Keywords: Anesthesia, dental, necrosis, ulcer
|How to cite this article:|
Sharma U. Palatal ulceration: A local anesthetic complication. Indian J Health Sci Biomed Res 2017;10:94-6
| Introduction|| |
An anesthetic complication may be defined as "any deviation from the normally expected pattern during or after securing regional anesthesia." Complications include syncope, muscle trismus, pain, edema, infections, broken needles, prolonged anesthesia, hematoma, sloughing, and bizarre neurological symptoms.
The palatal tissues are susceptible to local complications on account of their dense, firm, and adherent nature. Local tissue changes can be produced or influenced by ischemia; osmotic pressure; pressure from injection; irritating effects of the vasoconstrictors, preservatives, and antioxidants; adventitious metal ions; or trauma. Some of the reported local tissue changes after dental local anesthesia include ulceration,, necrosis, and tissue slough.,
| Case Report|| |
A 16-year-old girl reported pain in the central part of the upper jaw. History revealed that she had visited a private practitioner a day before for correction of malaligned teeth. A visit to the local dentist revealed that she had been injected local anesthesia (2% lidocaine with 1:100,000 epinephrine) for extraction of an upper premolar for orthodontic purposes, which resulted in an almost immediate swelling of the tissues, resulting in deferral of extraction. The patient observed an increase in the swelling with the formation of an ulcer by the end of the day.
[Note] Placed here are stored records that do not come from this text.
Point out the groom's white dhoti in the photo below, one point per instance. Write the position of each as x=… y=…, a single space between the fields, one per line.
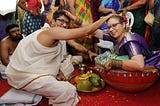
x=33 y=67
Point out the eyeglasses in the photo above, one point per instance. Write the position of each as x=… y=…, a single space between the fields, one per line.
x=113 y=26
x=63 y=21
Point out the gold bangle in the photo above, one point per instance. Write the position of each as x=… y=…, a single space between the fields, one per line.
x=78 y=21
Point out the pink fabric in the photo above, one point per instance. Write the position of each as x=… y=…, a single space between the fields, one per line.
x=33 y=4
x=113 y=97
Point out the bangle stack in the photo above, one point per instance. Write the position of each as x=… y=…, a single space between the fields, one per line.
x=78 y=21
x=116 y=63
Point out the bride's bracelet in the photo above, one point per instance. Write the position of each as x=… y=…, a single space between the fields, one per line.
x=78 y=21
x=116 y=63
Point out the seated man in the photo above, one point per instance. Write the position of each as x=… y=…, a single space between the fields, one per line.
x=9 y=43
x=130 y=44
x=36 y=64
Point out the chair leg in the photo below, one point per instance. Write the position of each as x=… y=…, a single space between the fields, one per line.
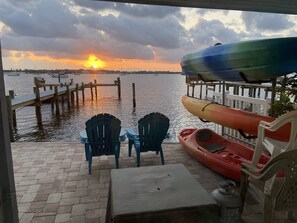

Medical and drug allergy history was noncontributory. An intraoral examination of the area revealed an edematous midline palatal swelling extending from the mesial aspect of the first premolar to the mesial aspect of the first permanent molar [Figure 1]. The swelling, with dimensions of about 13 mm by 9 mm, was fluctuant, tender, and erythematous and had well-defined margins. The central portion had an ovoid ulcer of dimensions 7.5 mm by 5 mm, covered with a necrotic grayish slough. The patient was prescribed an analgesic (nonsteroidal anti-inflammatory drug) and a topical obtundent gel. Healing was uneventful and occurred in around 10 days.
| Discussion|| |
Local anesthetics are defined as the agents which produce a temporary loss of sensation or pain in one part of the body without depressing the level of consciousness. The main components of a local anesthetic cartridge are a local anesthetic agent, a vasoconstrictor, an antioxidant (bisulfites), and a preservative (paraben). The vasoconstrictor employed is usually epinephrine in a concentration ranging from 1:50,000 to 1:200,000. Vasoconstrictor prolongs the duration of anesthesia, decreases the rate of absorption from the local site, and reduces systemic toxicity.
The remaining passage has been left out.